Dr. Abdoulaye SANOGO : Le Schéma National d’Aménagement du Territoire est un outil très précieux, un outil de référence, un outil d’orientation en matière de développement socio-économique et culturel d’un pays, c’est aussi un outil de prospective parce qu’il parle du futur, il fait le bilan territorial tout ce que nous avons comme potentialités, comme contraintes. Le schéma pose aussi les grands enjeux en matière d’Aménagement du territoire, il va également parler des options d’aménagement du territoire qui s’offrent à nous si nous voulons aller vers un pays développé et équilibré, il va fixer des orientations en disant voilà des options de développement mais voilà aussi les directions à suivre et cela par secteur d’activités. Le Mali n’avait jamais eu un Schéma National d’Aménagement du Territoire, c’est une première.

 

ORTM 1 : Depuis quand, le Mali dispose-t-il d’un Schéma National d’Aménagement du Territoire ?

Dr. Abdoulaye SANOGO : Depuis 2022, c’est très récent.

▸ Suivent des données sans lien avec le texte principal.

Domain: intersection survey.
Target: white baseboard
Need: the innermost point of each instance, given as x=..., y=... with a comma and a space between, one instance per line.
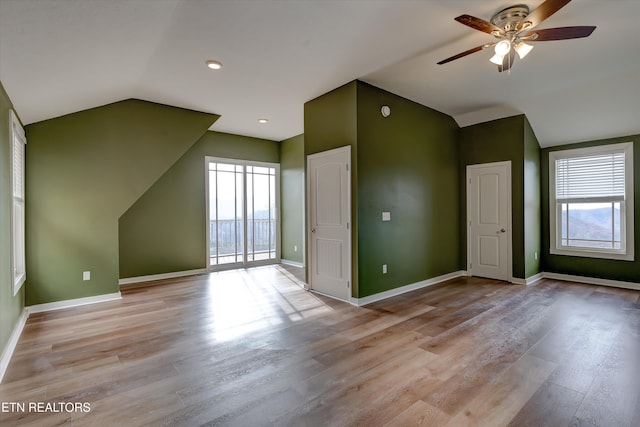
x=528, y=281
x=7, y=353
x=59, y=305
x=533, y=279
x=592, y=280
x=153, y=277
x=292, y=263
x=407, y=288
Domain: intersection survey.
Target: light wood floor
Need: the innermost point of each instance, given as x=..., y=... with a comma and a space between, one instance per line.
x=251, y=348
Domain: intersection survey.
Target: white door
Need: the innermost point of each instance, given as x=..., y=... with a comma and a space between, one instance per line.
x=329, y=216
x=489, y=220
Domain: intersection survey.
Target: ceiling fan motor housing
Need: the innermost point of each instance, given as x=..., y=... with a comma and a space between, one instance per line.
x=508, y=18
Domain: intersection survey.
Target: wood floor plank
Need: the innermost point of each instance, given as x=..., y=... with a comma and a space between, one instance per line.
x=551, y=406
x=420, y=414
x=251, y=347
x=501, y=400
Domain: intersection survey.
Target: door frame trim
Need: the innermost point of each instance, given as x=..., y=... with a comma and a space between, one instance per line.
x=244, y=263
x=506, y=163
x=310, y=265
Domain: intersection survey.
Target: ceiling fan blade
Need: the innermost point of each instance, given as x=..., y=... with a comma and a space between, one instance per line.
x=507, y=61
x=478, y=24
x=541, y=13
x=560, y=33
x=465, y=53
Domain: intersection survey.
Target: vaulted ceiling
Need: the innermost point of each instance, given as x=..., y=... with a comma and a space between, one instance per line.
x=62, y=56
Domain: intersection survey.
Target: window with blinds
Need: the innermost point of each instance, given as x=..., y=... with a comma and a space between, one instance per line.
x=18, y=141
x=591, y=197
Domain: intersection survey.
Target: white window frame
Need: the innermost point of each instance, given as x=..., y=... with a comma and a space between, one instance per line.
x=243, y=164
x=18, y=263
x=627, y=209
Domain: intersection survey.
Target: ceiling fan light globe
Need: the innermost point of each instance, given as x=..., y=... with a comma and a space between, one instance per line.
x=503, y=47
x=497, y=59
x=523, y=49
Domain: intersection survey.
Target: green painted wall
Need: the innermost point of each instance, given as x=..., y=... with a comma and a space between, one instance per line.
x=531, y=210
x=83, y=171
x=591, y=267
x=292, y=183
x=165, y=229
x=330, y=121
x=407, y=165
x=496, y=141
x=10, y=306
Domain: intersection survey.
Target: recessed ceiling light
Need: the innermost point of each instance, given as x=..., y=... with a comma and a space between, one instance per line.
x=214, y=65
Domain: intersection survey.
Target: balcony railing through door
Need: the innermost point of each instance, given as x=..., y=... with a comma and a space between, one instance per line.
x=243, y=222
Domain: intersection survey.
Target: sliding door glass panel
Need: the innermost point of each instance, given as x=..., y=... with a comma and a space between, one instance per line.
x=226, y=213
x=261, y=213
x=243, y=221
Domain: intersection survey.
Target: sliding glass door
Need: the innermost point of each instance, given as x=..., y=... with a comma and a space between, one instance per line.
x=243, y=223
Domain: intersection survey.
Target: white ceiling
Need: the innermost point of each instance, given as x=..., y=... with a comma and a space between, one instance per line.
x=62, y=56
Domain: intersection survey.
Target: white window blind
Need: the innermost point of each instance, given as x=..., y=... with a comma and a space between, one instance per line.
x=591, y=178
x=18, y=141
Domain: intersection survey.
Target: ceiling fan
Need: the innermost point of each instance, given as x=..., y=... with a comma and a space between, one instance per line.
x=512, y=27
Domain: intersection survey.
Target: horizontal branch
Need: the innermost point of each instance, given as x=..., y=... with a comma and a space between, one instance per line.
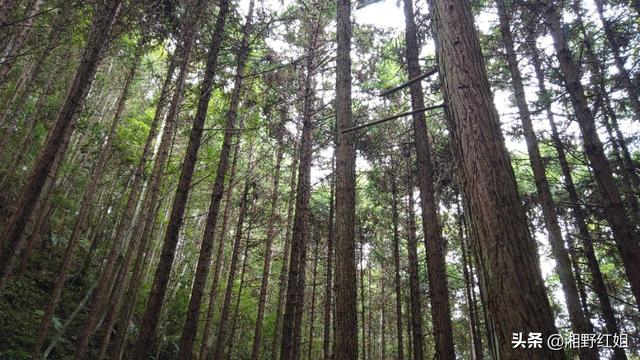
x=415, y=79
x=393, y=117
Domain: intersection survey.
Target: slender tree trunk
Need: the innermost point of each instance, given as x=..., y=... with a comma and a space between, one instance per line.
x=207, y=340
x=86, y=204
x=328, y=294
x=226, y=304
x=618, y=60
x=518, y=300
x=346, y=347
x=301, y=220
x=414, y=280
x=9, y=56
x=286, y=251
x=58, y=139
x=579, y=322
x=266, y=267
x=476, y=341
x=312, y=316
x=623, y=232
x=396, y=261
x=202, y=270
x=579, y=216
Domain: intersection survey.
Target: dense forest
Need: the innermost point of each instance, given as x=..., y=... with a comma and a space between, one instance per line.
x=320, y=179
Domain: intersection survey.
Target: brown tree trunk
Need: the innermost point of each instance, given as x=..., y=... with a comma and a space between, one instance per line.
x=414, y=280
x=9, y=56
x=434, y=243
x=623, y=232
x=612, y=39
x=202, y=270
x=312, y=315
x=579, y=216
x=207, y=340
x=86, y=204
x=218, y=352
x=286, y=251
x=301, y=220
x=58, y=139
x=514, y=284
x=328, y=294
x=346, y=347
x=396, y=261
x=266, y=267
x=579, y=322
x=476, y=341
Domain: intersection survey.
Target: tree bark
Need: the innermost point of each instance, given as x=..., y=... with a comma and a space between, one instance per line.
x=218, y=352
x=346, y=347
x=579, y=322
x=414, y=280
x=434, y=242
x=58, y=139
x=202, y=270
x=516, y=294
x=396, y=261
x=623, y=232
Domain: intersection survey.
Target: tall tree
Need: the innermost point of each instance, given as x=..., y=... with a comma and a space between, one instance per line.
x=579, y=322
x=434, y=242
x=511, y=275
x=623, y=231
x=346, y=345
x=58, y=139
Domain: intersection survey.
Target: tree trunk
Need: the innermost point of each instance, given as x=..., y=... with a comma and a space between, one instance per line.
x=266, y=267
x=301, y=220
x=202, y=270
x=85, y=208
x=207, y=340
x=414, y=280
x=328, y=294
x=286, y=252
x=515, y=288
x=579, y=322
x=346, y=347
x=58, y=140
x=434, y=243
x=579, y=216
x=218, y=352
x=396, y=261
x=9, y=56
x=623, y=232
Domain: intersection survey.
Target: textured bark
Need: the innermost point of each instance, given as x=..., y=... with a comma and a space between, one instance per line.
x=58, y=139
x=476, y=341
x=146, y=337
x=516, y=295
x=579, y=216
x=434, y=242
x=85, y=208
x=328, y=294
x=218, y=352
x=286, y=251
x=414, y=280
x=579, y=322
x=623, y=74
x=346, y=347
x=622, y=229
x=301, y=220
x=9, y=56
x=396, y=261
x=190, y=329
x=266, y=266
x=207, y=340
x=312, y=311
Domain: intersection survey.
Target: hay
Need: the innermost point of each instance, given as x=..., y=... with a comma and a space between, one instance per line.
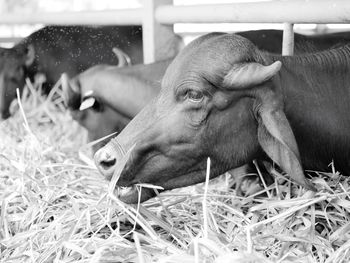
x=55, y=207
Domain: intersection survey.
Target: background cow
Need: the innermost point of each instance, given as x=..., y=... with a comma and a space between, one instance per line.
x=56, y=49
x=130, y=88
x=223, y=98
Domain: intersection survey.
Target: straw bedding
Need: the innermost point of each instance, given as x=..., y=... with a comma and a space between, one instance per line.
x=55, y=206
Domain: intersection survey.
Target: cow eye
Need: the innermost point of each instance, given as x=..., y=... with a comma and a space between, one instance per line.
x=195, y=96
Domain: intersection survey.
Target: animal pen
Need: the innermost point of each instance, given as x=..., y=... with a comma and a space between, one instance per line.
x=54, y=203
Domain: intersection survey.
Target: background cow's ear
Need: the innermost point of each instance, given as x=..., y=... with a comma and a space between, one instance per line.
x=276, y=137
x=30, y=55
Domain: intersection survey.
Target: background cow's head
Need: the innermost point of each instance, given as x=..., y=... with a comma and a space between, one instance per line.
x=219, y=99
x=13, y=66
x=87, y=107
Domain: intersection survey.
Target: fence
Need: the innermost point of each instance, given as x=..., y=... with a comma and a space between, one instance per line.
x=158, y=16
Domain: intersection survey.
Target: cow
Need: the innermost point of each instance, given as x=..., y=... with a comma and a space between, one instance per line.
x=130, y=87
x=223, y=98
x=271, y=40
x=53, y=50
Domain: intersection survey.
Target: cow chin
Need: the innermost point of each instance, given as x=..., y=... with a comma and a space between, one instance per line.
x=134, y=194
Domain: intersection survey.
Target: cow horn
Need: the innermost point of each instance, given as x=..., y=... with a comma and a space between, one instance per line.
x=70, y=96
x=123, y=58
x=245, y=75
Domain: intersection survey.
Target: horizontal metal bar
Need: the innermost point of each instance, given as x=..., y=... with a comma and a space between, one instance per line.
x=110, y=17
x=296, y=11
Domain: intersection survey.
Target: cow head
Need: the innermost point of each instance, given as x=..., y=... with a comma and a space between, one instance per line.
x=13, y=65
x=88, y=109
x=219, y=99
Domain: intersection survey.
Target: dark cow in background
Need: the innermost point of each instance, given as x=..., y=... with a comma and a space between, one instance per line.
x=271, y=40
x=225, y=99
x=53, y=50
x=115, y=95
x=101, y=120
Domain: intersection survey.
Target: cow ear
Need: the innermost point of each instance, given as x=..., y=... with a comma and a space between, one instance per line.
x=30, y=55
x=276, y=137
x=71, y=96
x=249, y=74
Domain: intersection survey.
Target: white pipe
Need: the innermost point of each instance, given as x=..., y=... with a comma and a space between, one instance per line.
x=296, y=11
x=110, y=17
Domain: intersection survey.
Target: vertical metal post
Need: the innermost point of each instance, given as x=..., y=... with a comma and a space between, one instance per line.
x=288, y=40
x=159, y=41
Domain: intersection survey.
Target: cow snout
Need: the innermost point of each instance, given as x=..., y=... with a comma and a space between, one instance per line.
x=105, y=162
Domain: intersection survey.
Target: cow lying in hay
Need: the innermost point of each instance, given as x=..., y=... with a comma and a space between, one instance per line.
x=119, y=94
x=223, y=98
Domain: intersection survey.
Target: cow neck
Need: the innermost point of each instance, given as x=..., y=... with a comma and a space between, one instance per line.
x=315, y=89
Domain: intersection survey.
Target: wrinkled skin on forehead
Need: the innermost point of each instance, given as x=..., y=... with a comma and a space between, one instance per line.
x=193, y=118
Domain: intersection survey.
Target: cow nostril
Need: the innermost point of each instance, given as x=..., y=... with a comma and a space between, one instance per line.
x=105, y=161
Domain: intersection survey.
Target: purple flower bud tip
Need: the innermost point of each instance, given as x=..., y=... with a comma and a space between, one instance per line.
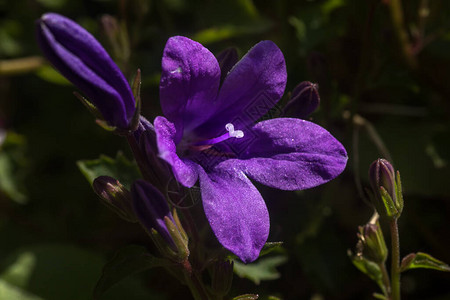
x=78, y=56
x=382, y=174
x=304, y=101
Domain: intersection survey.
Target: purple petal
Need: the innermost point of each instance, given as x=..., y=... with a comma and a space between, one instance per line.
x=189, y=83
x=289, y=154
x=184, y=170
x=81, y=58
x=236, y=212
x=151, y=207
x=250, y=90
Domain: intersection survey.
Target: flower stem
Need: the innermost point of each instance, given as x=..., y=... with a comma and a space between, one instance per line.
x=385, y=277
x=395, y=260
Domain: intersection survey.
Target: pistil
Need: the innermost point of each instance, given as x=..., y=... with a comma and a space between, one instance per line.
x=231, y=133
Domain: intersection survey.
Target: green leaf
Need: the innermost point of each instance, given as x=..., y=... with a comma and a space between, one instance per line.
x=424, y=261
x=52, y=271
x=127, y=261
x=246, y=297
x=371, y=269
x=264, y=269
x=9, y=291
x=12, y=165
x=271, y=247
x=119, y=168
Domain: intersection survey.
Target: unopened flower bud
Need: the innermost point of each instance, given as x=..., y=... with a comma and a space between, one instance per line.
x=82, y=60
x=304, y=100
x=222, y=277
x=387, y=189
x=371, y=242
x=154, y=215
x=114, y=195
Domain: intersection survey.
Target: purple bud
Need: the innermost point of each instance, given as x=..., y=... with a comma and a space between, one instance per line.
x=80, y=58
x=151, y=208
x=115, y=196
x=387, y=189
x=227, y=59
x=304, y=100
x=382, y=174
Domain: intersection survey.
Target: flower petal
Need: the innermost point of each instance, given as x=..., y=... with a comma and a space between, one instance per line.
x=189, y=82
x=288, y=154
x=236, y=212
x=184, y=170
x=253, y=86
x=81, y=58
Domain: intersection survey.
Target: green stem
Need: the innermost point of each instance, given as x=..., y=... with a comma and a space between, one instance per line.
x=386, y=282
x=395, y=260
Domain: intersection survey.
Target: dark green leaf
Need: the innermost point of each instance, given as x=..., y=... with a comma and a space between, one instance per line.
x=264, y=269
x=119, y=168
x=246, y=297
x=12, y=165
x=424, y=261
x=126, y=262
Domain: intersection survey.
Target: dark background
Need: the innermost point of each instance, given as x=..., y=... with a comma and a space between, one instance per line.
x=55, y=235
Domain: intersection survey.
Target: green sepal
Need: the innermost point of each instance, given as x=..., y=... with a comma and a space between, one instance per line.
x=389, y=204
x=423, y=261
x=246, y=297
x=136, y=89
x=180, y=242
x=90, y=107
x=127, y=261
x=399, y=192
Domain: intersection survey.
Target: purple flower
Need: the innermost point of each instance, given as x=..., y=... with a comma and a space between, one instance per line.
x=151, y=208
x=82, y=60
x=209, y=134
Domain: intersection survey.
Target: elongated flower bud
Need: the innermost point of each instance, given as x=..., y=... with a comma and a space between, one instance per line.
x=80, y=58
x=387, y=188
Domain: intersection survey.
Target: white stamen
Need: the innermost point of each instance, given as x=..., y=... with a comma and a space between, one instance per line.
x=234, y=133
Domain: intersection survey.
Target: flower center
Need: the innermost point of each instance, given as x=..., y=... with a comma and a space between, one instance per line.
x=206, y=144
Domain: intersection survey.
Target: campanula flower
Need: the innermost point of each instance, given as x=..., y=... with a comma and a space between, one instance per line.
x=82, y=60
x=208, y=133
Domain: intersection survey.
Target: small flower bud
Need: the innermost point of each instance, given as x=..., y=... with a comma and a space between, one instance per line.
x=82, y=60
x=114, y=195
x=387, y=189
x=154, y=215
x=371, y=242
x=304, y=100
x=222, y=277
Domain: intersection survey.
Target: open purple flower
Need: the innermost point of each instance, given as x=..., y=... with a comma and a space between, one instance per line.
x=209, y=134
x=82, y=60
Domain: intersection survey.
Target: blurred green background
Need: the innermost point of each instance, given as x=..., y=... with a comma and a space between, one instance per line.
x=379, y=100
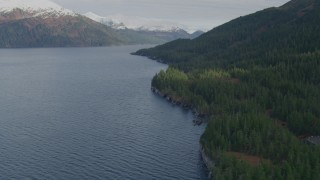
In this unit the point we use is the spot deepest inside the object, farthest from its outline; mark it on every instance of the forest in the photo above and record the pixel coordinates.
(258, 79)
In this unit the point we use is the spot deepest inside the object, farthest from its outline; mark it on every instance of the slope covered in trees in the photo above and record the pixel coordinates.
(258, 78)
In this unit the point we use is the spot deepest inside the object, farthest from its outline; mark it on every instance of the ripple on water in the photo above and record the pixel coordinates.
(67, 115)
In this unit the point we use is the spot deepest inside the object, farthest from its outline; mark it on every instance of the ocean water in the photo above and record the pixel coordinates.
(88, 113)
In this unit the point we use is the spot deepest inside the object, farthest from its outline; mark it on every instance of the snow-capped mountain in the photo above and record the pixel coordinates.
(43, 23)
(34, 8)
(136, 23)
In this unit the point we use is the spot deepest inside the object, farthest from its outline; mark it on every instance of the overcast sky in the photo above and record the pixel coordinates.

Nous ne sommes pas les seuls, même dans la sous-région certains n’en disposent pas jusqu’à preuve du contraire donc nous sommes en avance sur beaucoup de pays concernant l’élaboration d’un Schéma National d’Aménagement du Territoire.

 

ORTM 1 : Dites-nous, comment il est élaboré et comment il est mis en œuvre, que va-t-il changer réellement ?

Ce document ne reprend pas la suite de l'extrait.